«Active grande protagonista anche all’imminente Cersaie»

Presidente, qual è la situazione della ceramica italiana, uno dei settori di punta dell’industria e dell’export?
«É vero - noi esportiamo il 70% del nostro prodotto - risponde Franco Manfredini, presidente di Confindustria Ceramica -; le cadute dello scorso anno sono state provocate soprattutto dal crollo dell’interscambio internazionale, che ha riguardato tutti i comparti produttivi, e che ha penalizzato di più chi vive di esportazioni. Stiamo comunque riscontrando che nei Paesi di destinazione dove la congiuntura, soprattutto nell’edilizia, è migliorata, le vendite stanno aumentando».
Qualche numero?
«Negli Stati Uniti e in Canada nei primi sei mesi abbiamo avuto un incremento dell’export del 18%. Ma il mercato era crollato».

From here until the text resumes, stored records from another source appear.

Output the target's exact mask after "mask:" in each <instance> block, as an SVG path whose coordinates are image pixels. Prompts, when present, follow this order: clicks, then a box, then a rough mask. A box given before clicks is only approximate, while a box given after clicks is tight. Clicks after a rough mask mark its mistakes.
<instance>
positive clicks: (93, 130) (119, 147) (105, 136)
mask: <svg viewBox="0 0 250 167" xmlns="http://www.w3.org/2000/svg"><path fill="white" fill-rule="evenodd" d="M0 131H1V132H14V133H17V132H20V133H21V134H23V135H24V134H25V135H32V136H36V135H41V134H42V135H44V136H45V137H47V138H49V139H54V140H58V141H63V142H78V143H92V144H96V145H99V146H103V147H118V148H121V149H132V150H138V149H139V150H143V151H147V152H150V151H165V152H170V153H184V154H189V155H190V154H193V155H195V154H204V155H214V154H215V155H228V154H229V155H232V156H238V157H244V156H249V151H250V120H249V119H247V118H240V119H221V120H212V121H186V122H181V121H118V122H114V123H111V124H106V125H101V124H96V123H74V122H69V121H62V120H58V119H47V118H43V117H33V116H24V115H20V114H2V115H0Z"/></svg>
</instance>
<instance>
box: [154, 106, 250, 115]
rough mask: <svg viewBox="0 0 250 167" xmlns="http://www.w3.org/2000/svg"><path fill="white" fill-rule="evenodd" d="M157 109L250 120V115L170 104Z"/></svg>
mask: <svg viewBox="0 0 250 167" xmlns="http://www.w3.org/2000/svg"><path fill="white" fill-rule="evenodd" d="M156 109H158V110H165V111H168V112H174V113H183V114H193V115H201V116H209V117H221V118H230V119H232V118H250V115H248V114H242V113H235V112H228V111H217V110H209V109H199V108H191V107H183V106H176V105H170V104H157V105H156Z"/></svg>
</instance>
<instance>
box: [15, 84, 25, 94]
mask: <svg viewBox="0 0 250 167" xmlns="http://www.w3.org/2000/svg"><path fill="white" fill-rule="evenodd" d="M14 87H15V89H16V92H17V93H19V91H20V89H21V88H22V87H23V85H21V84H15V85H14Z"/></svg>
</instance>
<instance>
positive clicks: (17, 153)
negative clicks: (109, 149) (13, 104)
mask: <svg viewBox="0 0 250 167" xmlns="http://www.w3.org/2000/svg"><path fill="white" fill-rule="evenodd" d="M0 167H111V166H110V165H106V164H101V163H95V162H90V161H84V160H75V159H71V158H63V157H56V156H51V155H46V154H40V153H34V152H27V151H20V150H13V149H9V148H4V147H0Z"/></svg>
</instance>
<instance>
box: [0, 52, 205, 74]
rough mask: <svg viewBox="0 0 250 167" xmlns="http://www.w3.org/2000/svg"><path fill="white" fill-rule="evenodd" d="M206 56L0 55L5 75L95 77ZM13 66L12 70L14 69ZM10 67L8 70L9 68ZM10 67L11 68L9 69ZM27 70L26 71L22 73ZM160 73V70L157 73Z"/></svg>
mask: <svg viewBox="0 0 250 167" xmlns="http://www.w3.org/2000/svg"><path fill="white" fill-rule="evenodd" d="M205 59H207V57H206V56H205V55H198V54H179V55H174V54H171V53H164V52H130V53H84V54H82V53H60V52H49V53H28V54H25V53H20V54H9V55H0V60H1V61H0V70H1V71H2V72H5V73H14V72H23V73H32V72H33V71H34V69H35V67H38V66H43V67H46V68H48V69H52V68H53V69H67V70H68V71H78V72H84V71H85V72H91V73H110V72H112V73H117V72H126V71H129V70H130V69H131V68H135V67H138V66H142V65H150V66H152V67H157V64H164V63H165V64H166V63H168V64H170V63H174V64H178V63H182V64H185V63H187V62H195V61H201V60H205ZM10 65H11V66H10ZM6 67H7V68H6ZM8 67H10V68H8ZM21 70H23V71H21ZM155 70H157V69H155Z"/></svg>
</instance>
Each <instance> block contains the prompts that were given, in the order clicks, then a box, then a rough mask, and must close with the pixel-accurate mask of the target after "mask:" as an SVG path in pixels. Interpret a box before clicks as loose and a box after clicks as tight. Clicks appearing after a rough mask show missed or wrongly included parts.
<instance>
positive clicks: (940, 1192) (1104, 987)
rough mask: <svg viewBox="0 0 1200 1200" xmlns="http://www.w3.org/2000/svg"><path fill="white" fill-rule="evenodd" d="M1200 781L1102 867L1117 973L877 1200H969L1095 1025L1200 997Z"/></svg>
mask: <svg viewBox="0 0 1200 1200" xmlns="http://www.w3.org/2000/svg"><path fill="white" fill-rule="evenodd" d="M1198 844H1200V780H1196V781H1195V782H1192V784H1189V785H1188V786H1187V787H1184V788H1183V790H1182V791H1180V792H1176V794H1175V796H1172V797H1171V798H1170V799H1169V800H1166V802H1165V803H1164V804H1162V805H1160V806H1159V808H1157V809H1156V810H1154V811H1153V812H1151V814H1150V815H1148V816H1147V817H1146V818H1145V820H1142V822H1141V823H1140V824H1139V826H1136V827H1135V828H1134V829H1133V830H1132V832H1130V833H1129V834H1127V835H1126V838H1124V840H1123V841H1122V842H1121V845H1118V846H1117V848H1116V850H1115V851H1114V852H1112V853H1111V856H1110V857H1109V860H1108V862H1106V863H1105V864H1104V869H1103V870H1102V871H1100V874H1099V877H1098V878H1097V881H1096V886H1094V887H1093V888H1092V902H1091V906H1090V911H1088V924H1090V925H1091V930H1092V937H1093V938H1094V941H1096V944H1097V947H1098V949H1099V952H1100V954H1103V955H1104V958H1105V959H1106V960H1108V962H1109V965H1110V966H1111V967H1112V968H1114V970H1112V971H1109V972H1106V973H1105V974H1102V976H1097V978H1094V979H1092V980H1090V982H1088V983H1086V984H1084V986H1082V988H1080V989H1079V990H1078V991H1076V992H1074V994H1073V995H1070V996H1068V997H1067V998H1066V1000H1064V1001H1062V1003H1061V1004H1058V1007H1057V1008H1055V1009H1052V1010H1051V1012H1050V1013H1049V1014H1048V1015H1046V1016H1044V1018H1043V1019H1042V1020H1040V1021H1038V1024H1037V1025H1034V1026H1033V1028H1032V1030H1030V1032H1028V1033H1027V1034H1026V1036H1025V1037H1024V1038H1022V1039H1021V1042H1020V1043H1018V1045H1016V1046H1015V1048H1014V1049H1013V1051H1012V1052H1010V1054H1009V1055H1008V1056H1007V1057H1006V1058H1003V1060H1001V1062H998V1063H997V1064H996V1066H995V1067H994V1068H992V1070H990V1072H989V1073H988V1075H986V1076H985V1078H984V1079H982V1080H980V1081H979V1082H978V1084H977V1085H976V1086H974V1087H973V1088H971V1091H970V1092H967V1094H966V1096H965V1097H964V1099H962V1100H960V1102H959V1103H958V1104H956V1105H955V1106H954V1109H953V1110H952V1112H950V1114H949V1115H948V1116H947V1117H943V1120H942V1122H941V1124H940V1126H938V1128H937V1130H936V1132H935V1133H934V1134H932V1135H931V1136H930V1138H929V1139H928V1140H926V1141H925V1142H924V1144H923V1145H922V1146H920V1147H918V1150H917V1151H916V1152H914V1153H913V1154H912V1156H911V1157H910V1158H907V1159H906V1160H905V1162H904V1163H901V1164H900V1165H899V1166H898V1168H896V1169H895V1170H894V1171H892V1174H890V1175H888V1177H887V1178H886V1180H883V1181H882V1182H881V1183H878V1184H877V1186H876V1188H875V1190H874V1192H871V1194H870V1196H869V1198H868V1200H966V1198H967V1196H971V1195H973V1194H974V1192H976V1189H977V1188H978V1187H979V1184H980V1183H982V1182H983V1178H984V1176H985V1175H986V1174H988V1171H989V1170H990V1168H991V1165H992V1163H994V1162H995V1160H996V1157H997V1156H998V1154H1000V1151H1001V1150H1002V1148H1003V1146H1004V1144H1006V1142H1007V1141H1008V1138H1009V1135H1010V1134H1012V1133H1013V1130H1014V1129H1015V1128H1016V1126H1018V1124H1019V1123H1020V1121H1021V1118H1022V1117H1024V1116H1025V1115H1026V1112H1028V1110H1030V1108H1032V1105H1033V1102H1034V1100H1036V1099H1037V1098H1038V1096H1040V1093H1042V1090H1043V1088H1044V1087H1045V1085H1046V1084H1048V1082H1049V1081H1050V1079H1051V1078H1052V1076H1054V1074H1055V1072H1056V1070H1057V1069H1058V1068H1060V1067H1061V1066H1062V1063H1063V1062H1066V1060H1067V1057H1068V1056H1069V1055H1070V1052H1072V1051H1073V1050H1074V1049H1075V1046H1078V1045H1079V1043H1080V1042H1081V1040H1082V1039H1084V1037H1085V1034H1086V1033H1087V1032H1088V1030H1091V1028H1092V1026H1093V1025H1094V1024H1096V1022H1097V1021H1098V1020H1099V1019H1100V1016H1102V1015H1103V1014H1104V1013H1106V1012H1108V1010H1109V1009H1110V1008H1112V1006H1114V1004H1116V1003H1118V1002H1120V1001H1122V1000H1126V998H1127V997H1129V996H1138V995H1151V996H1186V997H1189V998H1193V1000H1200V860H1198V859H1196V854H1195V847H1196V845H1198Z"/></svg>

Poi c’è la concorrenza cinese
«Problema spinoso, competizione scorretta. Anche il premio Nobel, Paul Krugman, sostiene che la Cina ha un export truccato, con una moneta tenuta artificialmente bassa e incentivi governativi all’export che infrangono i principi del Wto, l’organizzazione per il commercio mondiale».
Nel 2010 è percettibile un andamento migliore rispetto al 2009?
«Lo scorso anno abbiamo patito non solo il calo dei consumi ma anche la riduzione dei magazzini. Le vendite sono calate del 18%, la produzione del 29%. Oggi con la stessa quantità di venduto recuperiamo nella produzione, anche a due cifre. Riparte il volano».
Quali sono le sue aspettative?
«Il 2010 complessivamente fa pensare che il peggio è passato. Il recupero è lento, ma almeno non si cala più».
Di quant’è il recupero?
«Complessivamente, nell’ordine del 2-3%. Riprende l’attività economia. Buon segno».
L’Italia resta leader mondiale delle cermiche
«Sì, incontrastato: abbiamo il 35% del mercato, in valore».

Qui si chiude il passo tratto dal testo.